When Owen is a foot or two away, the area around the boy begins to glow. He can make out a striped T-shirt and grimy arms and legs. The boy’s face is buried in his knees. As Owen reaches out to the boy, the soundscape changes abruptly. He can hear panicked shouts and footsteps approaching. He takes a step backwards before stretching a hand out to steady himself on the dumpster, but his fingers pass through and he stumbles to the side. There are the sounds of helicopters and approaching sirens, and a distant wailing, as if of the bereaved, overlaid above the boy’s uninterrupted sobs. Owen knows he is supposed to act, to make a choice, but he feels nothing but a conviction that something bad will happen no matter what he decides. That he is forever doomed to do the wrong thing. He resists the frozen terror of his body by closing his eyes and reflexively starting to push upward on the headset. Almost at once, he hears flustered voices and feels other hands reaching to help remove the expensive equipment.
“That was fast,” says someone.
“Were you dizzy?” says Josh. “That can happen.”
“Was it like seeing the future?” asks Ryan, grinning.
Owen shakes his head.

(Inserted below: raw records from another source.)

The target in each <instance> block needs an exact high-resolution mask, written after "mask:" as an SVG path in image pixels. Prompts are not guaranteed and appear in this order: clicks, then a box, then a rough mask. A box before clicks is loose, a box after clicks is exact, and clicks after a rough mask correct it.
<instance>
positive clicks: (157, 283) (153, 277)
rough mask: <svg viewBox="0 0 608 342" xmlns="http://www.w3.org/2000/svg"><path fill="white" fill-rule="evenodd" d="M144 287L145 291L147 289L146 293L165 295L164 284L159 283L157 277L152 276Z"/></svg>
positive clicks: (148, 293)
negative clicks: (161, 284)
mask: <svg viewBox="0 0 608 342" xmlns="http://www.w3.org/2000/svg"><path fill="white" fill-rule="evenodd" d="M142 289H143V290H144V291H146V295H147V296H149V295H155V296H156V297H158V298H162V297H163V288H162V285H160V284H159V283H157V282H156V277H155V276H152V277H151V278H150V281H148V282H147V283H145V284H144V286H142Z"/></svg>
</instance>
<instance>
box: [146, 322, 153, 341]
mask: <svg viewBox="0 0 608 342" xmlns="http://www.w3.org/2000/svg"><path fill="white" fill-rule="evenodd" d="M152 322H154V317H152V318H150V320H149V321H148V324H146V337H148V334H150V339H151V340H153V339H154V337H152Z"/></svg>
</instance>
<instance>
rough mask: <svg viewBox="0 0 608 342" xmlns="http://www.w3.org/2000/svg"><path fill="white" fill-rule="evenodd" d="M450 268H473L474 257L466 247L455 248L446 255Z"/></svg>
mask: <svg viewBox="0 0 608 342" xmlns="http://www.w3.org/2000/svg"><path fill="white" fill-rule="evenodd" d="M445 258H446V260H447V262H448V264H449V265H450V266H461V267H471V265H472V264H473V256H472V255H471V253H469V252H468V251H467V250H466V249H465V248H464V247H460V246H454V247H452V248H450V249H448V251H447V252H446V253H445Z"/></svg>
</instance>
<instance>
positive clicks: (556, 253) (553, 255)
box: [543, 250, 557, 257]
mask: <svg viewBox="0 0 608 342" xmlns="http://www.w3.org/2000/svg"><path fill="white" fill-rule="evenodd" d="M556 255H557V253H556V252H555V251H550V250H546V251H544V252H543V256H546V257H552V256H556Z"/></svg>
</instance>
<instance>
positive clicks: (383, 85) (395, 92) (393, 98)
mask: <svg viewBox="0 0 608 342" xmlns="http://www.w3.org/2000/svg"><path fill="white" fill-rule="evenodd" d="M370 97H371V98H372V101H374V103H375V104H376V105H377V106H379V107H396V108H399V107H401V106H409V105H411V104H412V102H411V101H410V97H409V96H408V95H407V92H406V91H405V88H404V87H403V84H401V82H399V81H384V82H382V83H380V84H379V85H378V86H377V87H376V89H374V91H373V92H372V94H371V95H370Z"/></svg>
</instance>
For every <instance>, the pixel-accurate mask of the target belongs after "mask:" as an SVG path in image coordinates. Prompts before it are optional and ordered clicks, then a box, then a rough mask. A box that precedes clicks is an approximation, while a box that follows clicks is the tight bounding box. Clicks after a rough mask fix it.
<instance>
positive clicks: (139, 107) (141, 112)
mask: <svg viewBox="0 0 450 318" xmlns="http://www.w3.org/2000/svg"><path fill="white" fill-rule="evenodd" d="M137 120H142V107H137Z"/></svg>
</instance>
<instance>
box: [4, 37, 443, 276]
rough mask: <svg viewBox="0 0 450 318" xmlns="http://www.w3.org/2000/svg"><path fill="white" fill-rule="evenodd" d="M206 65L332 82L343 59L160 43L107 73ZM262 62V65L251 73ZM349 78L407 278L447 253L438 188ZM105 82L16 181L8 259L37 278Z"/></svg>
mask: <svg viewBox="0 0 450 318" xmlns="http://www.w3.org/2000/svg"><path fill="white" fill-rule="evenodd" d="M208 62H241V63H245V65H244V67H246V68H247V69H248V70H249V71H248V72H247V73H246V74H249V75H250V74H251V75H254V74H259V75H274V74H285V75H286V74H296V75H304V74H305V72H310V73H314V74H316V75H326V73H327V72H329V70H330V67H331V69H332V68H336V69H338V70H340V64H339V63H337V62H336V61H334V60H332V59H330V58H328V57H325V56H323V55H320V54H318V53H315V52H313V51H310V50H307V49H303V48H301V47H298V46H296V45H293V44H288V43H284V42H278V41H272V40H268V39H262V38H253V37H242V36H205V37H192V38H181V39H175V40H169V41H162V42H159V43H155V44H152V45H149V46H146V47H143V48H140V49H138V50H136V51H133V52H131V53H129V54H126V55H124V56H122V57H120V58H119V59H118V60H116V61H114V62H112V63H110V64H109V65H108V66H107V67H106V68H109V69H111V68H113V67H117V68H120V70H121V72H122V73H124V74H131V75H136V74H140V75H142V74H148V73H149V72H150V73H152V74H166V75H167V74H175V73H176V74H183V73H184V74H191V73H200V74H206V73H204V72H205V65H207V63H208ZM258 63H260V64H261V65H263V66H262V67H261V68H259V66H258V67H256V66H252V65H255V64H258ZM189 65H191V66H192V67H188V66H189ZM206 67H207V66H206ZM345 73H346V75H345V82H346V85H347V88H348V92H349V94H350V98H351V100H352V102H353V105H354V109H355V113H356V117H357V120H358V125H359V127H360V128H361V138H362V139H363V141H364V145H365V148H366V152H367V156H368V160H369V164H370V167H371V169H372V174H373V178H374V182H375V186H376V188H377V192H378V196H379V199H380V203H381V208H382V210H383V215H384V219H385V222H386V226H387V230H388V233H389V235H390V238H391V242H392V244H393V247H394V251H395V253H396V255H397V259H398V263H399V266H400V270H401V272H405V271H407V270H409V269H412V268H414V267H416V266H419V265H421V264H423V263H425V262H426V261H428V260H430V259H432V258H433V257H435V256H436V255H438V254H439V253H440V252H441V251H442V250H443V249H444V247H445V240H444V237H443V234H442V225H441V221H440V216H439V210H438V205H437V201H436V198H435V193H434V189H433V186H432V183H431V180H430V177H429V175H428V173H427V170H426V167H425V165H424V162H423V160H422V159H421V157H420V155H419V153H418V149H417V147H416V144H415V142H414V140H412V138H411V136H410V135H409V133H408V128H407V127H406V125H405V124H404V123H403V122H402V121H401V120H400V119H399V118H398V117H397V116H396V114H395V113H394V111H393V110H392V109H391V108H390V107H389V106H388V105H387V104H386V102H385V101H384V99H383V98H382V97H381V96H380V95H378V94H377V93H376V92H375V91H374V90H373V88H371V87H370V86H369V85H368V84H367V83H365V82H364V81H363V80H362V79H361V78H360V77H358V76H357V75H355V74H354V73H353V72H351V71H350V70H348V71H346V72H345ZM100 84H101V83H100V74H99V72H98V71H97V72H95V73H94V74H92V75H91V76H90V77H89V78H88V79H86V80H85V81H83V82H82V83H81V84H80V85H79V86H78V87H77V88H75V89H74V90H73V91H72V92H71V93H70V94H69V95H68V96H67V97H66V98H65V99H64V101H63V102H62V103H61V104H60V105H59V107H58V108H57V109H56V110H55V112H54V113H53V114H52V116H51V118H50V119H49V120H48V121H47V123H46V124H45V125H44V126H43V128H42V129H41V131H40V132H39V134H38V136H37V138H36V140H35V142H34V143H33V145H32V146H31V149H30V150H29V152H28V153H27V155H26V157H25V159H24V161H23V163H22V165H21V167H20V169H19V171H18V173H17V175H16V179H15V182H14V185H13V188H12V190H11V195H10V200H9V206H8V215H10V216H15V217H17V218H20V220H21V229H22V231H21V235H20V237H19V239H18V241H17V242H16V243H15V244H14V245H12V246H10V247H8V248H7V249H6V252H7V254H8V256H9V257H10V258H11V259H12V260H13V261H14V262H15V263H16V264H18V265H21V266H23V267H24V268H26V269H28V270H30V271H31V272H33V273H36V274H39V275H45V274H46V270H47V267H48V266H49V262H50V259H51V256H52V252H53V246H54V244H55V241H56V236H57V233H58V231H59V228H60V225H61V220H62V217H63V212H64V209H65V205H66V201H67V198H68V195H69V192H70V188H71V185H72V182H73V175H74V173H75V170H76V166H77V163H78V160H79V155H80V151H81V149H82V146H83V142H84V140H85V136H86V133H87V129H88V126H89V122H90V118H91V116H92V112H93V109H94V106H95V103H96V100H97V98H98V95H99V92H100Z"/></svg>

He feels alien and adrift, like a shaman coming out of a trance. He mutters something about being late, exchanges dazed goodbyes with the development team, and finds himself sitting in an armchair in the lobby, hunched over and with his head in his hands, before he has even processed leaving the room.
He exhales slowly, trying to calm down. The developers are probably upstairs laughing at him, a middle-aged man freaked out by five minutes of a game prot
otype. He’ll send them a note later, when his heart stops racing and the queasy, light-headed panic has ebbed away.
He pulls out his phone to do something that feels normal and sees that he has a notification from the NextExtinction.com board. FLUDAD has revived the thread about the mystery virus, and forty-four messages have been posted within the last hour.
Heard back from my friends. I think this is it, folks. There’s a province in China with a weird flu. Practically a whole orphanage of kids infected. Same symptoms, insanely contagious. All the nurses and doctors who’ve gone in are sick now. No official word yet but you can bet the WHO is tracking where all the NYC patients have been recently.
Buy more ammo!
Then, in his next post, FLUDAD has shared the link to a new advisory from the CDC, citing over two hundred new cases logged at hospitals across New York’s five boroughs. The Department of Health is urging anyone with direct exposure to an infected patient to self-quarantine and report themselves to authorities.
Another user has posted a computer simulation of a pandemic spreading across global networks. To Owen, it looks like a firework exploding in slow motion.
Many of the messages are addressed to Owen directly, asking what he plans to do or requesting that he keep everyone updated. In the absence of any immediate response from GRANTER, a number of users have taken it upon themselves to suggest what he ought to do, or what they would do in his situation. All in all, Owen has never seen the users of NextExtinction.com quite so worked up. He suspects it is not only the dreadful excitement of a potential Big One, but the idea that they have pieced it together themselves. They are, if not ahead of the WHO, then at least in step with them.